VOD film review: Taken 2
Review Overview
Action
6Neeson
6David Farnor | On 11, Sep 2013
Director: Olivier Megaton
Cast: Liam Neeson, Famke Janssen
Certificate: 12A
Watch online: Prime Video (Buy/Rent) / TalkTalk TV / Apple TV (iTunes) / Rakuten TV / Google Play
It’s hard to tell what people expected from Taken 2. The first film, a low-brained, high-octane thriller about Liam Neeson shooting a bunch of foreigners, delighted action junkies with its two-dimensional villains and brutal take downs. Taken 2 offers more of the same. So, where’s the problem?
Is it that the Albanian baddies (led by Rade Sherbedgia), out for revenge after the first film, now have a vague motivation beyond simply being foreign?
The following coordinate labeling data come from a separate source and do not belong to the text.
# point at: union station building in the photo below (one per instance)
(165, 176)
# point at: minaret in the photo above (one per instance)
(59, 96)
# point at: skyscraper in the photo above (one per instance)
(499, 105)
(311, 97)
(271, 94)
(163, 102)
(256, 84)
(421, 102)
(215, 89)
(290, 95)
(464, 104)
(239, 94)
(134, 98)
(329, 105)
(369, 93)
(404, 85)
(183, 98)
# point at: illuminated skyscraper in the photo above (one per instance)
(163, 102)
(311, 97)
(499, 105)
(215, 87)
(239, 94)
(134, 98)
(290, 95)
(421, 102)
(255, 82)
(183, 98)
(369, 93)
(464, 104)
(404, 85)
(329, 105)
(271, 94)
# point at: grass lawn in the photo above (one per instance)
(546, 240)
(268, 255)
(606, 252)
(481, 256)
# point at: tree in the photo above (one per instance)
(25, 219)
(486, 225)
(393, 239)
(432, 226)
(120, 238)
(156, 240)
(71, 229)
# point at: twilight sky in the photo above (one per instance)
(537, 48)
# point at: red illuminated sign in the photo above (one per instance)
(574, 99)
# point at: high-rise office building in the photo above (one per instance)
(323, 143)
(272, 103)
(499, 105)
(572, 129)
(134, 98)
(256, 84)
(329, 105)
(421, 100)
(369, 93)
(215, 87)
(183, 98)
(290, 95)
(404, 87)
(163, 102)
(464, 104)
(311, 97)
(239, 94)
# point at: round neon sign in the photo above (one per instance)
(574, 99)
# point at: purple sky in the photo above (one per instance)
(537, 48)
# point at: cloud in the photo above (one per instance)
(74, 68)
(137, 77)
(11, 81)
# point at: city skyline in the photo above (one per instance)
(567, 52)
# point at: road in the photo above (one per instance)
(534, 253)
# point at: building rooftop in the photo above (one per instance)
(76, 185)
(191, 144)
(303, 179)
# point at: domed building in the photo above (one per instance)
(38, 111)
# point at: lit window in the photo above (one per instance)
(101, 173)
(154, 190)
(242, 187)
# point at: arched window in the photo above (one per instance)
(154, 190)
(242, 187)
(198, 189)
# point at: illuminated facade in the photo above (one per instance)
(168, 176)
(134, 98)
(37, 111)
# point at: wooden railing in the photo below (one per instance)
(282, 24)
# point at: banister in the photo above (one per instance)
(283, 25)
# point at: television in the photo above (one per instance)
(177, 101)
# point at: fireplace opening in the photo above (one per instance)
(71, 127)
Is it that Bryan Mills (Neeson) has softened up in his old age and become a simpering family man? Are the action sequences simply not as good?
We might be able to answer if we could see more than half of the film.
Taken 2: The Editing Suite, Olivier Megaton’s 12-certificate sequel butchers, maims, cuts and burns – but never the villains. Instead, we get a string of set pieces that recall the controversy surrounding the UK Blu-ray of The Avengers – in the climactic fist fight, Mills ‘Agent Coulson’s someone to death (a very particular skill).
Credit to Neeson, he carries on with the same grim expression, using every inch of his 6″4’ to instil some sense of theat. And Luc Besson and Robert Mark Kamen’s script does the right thing, fleshing out the father-daughter relationship that fuels our thuggish hero – a chaotic car chase smartly sees Kim take the steering wheel, while one scene involving her lobbing grenades and circling a map is hilariously daft. Maggie Grace looks less like a teenage girl than Vince (our site’s scaly mascot), but she holds up her end of the bargain, at least given more to do than the wasted Famke Janssen, who gets a dubious promotion from Ex-Wife to Person Who Is Also Taken.
But for all the film’s self-aware stabs of humour and silly stunts, Taken 2’s killer blow remains its post-production. Cleaning up a grimy B-movie into something you can show your kids, Fox’s bizarre cash-grab leaves Neeson’s killing machine stumbling around a sanitised, sun-bleached Istanbul.
“I’m going to look for them,” the gruff Mills tells Kim. “I’m going to find them and I’m going to… make sure they never do it again,” he finishes lamely.
If you can accept the awkward tone and jarring edits, Taken 2 works on exactly the same level as the first film. The question is whether you expected anything different.